Hiruzen turns his eye to Shikaku who shrugs. "It's plausible," Shikaku says. "The only question is whether or not Hatake actually can decimate that many on his own. There's at least six or seven squads lined up along that part of the border, right now. Can he take out thirty-some-odd chunin and jonin on his own in quick succession?"
Jiraiya thinks of the fire in Kakashi's eyes.
It was a white-hot scorch, a heat Jiraiya knows comes out when there's a comrade's life on the line. Especially a comrade like this.
"With what's at stake?" Jiraiya says. "I think he'll manage."
Hiruzen nods. "Very well. If he's willing and confident he can do it, I give you permission to send him out."
"Thank you, Lord Hokage."
.
.
"Should only be a few days," Kakashi says.
Genma leans back into the couch, eyes narrowed.
He can't say that he knows Kakashi as well as he knows somebody like Raidou, especially with that damn mask in the way, but Genma has been around him long enough that he has what he considers to be a 'good enough' grasp on Kakashi and his mannerisms.
And he doesn't think Kakashi's lying. He thinks Kakashi is skimming the details. Because Kakashi isn't carrying himself casually—he's carrying himself the way he always does right before they leave on a mission, a hair too wound up to ever be considered relaxed. A close enough imitation of casual that it skates past most people's radars unless they've seen both and taken the time to compare them.
"What's the mission?" Genma asks.
Kakashi smiles, and that just cements Genma's suspicions. "She's out gathering information."
"Wow. I never would have guessed that she, as an infiltration specialist, would be sent out on a mission to get information."
"Definitely a surprise."
Genma pinches the bridge of his nose. "Kakashi, what the hell is going on?"
And Kakashi flaps a hand at him, headed for the door. "Oh, nothing. Nothing for you to worry your pretty little head over."
"Is she alright?"
Kakashi stops. He looks over his shoulder at Genma, his face impossible to read. "She will be," he says.

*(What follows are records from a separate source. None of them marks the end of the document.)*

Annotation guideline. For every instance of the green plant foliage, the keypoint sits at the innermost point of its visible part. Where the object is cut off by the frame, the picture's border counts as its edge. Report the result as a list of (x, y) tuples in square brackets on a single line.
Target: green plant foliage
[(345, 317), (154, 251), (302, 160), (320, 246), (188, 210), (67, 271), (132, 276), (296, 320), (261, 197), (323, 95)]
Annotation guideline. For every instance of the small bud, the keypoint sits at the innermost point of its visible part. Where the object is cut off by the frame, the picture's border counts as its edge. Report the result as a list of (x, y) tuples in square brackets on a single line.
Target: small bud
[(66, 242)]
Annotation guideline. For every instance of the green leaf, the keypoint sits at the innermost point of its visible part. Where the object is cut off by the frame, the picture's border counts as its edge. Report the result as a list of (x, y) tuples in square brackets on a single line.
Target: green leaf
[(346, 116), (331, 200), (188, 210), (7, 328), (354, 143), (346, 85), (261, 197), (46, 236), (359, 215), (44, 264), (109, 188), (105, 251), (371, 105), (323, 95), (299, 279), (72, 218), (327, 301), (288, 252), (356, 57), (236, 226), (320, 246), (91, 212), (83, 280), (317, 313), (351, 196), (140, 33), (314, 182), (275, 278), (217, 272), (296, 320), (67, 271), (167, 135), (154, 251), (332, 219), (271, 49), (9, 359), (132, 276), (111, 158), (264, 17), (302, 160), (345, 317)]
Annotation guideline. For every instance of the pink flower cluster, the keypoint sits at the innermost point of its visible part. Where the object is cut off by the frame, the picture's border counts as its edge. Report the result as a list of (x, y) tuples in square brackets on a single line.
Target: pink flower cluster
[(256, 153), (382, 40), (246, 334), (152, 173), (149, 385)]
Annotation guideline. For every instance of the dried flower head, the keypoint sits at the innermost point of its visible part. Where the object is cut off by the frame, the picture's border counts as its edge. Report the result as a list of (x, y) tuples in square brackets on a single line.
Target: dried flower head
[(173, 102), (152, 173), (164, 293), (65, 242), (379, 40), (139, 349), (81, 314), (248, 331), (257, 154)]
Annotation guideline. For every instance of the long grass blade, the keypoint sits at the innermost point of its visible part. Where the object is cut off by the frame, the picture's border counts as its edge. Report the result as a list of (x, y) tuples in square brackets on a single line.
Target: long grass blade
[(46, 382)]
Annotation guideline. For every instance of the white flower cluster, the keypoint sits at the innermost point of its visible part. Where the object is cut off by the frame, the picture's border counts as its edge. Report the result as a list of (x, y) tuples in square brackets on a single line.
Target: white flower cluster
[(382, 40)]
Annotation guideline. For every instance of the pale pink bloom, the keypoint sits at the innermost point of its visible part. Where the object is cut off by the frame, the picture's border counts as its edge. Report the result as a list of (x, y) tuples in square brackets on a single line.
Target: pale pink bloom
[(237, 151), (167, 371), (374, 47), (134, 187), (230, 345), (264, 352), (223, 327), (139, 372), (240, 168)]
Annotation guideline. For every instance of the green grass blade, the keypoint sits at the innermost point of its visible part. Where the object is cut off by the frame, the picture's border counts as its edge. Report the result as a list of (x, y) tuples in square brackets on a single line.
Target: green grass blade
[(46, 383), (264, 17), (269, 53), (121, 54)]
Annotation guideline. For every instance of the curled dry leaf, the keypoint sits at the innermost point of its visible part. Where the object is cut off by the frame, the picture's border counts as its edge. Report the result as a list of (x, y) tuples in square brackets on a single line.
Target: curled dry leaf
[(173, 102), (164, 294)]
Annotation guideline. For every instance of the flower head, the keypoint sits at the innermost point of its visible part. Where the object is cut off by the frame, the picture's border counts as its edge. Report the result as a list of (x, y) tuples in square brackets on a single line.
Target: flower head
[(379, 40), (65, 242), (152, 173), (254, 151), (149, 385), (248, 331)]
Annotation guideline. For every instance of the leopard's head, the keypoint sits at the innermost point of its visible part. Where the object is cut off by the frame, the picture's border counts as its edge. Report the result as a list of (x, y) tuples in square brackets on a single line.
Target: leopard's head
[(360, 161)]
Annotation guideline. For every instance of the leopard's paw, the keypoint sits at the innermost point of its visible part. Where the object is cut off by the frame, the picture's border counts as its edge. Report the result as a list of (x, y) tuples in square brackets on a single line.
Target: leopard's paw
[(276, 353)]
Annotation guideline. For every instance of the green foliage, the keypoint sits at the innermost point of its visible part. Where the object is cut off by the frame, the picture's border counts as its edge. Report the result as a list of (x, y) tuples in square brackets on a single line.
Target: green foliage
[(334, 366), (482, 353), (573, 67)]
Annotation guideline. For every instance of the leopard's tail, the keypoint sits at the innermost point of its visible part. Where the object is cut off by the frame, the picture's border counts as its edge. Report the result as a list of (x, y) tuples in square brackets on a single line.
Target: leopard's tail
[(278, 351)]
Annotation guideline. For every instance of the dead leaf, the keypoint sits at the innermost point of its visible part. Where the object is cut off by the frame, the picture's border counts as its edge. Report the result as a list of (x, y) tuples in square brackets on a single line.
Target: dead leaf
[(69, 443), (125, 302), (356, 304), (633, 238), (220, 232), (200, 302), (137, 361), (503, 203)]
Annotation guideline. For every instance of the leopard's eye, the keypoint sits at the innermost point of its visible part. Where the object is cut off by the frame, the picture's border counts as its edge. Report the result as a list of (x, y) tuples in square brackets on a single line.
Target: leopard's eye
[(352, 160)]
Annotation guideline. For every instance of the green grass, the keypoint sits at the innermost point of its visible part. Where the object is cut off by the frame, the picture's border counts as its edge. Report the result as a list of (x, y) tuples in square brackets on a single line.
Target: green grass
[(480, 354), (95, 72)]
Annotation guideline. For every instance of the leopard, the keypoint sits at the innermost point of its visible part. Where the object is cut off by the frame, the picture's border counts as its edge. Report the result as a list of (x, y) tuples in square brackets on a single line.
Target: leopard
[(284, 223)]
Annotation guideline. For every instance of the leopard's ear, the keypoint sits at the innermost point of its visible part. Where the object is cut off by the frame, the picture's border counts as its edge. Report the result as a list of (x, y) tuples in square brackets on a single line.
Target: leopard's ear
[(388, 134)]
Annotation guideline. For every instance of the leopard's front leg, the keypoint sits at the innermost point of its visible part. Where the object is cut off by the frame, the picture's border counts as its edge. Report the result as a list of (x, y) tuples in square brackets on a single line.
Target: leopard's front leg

They're three words that hit Genma in the gut.
But he doesn't think there's anything he can do at this point. She's already out there, and if he were to put money down, he'd bet that Kakashi's on his way over to where she is.
He has to sit and wait until she's back, and hopefully by that point he'll have his thoughts sorted well enough that he'll be ready for her. He thinks he knows what he wants to do—or, rather, what he doesn't want to happen.
No matter what he does, he can't get Taru's warning out of his head. Their situations aren't the same, but they're close enough that Genma would be an idiot not to give what Taru said serious consideration.
"I got the chance to make things right. Not everybody gets that."
If he backs away from Hiwa now, he's pretty sure he's going to spend the rest of his life running. Running from everything that tries to get too close, everything that hurts, everything he thinks he can't do. And from a Konoha ninja? That's a shameful way to live.
The fear is still there. He's terrified of how bad it'll hurt if he loses her. But that's exactly what will happen if he steps back, and he knows that, has known that the whole time, really. It just seemed easier to lose her by his choice, not by the universe's. A kunai to the gut that he could prepare himself for instead of one that sneaks through his defenses under the cover of night and takes him by surprise.
But he can't imagine how badly the regret would scorch him if he had to wonder for the rest of his life what this could of been if he'd taken the leap. How the yearning for a second chance would follow him like a shadow, having thrown his first one away because he couldn't get his head out of his ass.
He'll wait for her. And if she'll still have him, he'll work things out with her.